De là, en effet, elle voyait le siège de la voiture : Charny et les deux gardes – Charny, qui ne se doutait pas qu'à cent pas de lui, un coeur battait si violemment pour lui ; Charny, qui, en ce moment, n'avait probablement pas un souvenir pour Andrée ; Charny, qui ne pensait qu'à la reine, qui oubliait sa propre sûreté pour veiller à la sûreté de la reine.
Oh ! si elle eût su qu'à cet instant même Charny pressait sa lettre sur son coeur, et lui offrait en pensée ce dernier soupir qu'il se croyait tout près d'exhaler !
Enfin, la voiture s'arrêta au milieu des cris, des hurlements, des clameurs.
Presque aussitôt il se fit autour de cette voiture un grand bruit, un grand mouvement, un immense tumulte.
Les baïonnettes, les piques, les sabres se levèrent ; on eut dit une moisson de fer poussant sous un orage.
Les trois hommes, précipités du siège, disparurent comme s'ils fussent tombés dans un gouffre. Puis il y eut un tel remous dans toute cette multitude, que ses derniers rangs, refluant en arrière, vinrent se briser contre le mur de soutènement de la terrasse.
Andrée était enveloppée d'un voile d'angoisse ; elle ne voyait, elle n'entendait plus rien ; elle jeta, haletante, les bras tendus, des sons inarticulés au milieu de ce concert terrible qui se composait de malédictions, de blasphèmes, de cris de mort !
Puis elle ne sut plus se rendre compte de ce qui se passait : la terre tourna, le ciel devint rouge, un bruissement pareil à celui de la mer qui monte gronda à ses oreilles.
C'était le sang qui montait du coeur à la tête, et qui envahissait le cerveau.

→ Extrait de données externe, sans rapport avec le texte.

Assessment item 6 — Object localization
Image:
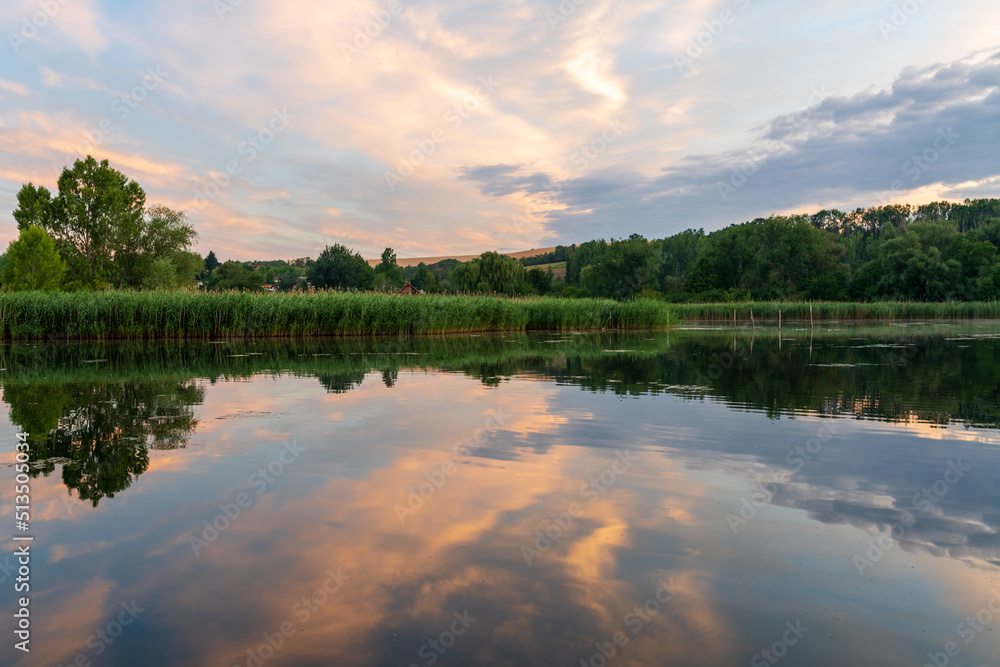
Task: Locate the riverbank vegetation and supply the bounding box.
[0,291,670,340]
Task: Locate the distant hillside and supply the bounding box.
[368,246,556,267]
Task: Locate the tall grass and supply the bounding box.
[671,301,1000,324]
[0,291,670,340]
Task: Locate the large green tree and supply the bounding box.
[306,243,374,289]
[0,225,66,292]
[375,248,403,289]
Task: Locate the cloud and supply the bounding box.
[474,48,1000,242]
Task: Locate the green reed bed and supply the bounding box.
[0,291,672,340]
[671,301,1000,325]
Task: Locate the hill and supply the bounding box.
[367,246,556,267]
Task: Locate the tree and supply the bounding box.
[274,265,301,292]
[205,250,219,273]
[14,156,197,287]
[214,261,263,291]
[47,155,146,286]
[525,266,552,295]
[306,243,373,289]
[2,225,66,292]
[170,250,205,287]
[580,234,661,299]
[375,248,403,288]
[142,257,177,289]
[448,251,524,295]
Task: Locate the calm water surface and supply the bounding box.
[0,322,1000,667]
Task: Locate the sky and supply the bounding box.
[0,0,1000,260]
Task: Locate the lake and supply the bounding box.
[0,322,1000,667]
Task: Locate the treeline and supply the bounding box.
[7,156,1000,303]
[564,199,1000,302]
[296,199,1000,303]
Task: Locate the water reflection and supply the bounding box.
[0,325,1000,667]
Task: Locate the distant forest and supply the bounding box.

Elle tomba à demi évanouie, comprenant qu'elle vivait parce qu'elle souffrait.
Une impression de fraîcheur la fit revenir à elle : une femme lui appliquait au front un mouchoir trempé dans l'eau de la Seine, tandis qu'une autre lui faisait respirer un flacon de sels.
Elle se rappela cette femme qu'elle avait vue mourante comme elle à la barrière, sans savoir quelle instinctive analogie rattachait, par un lien inconnu, la douleur de cette femme à sa douleur.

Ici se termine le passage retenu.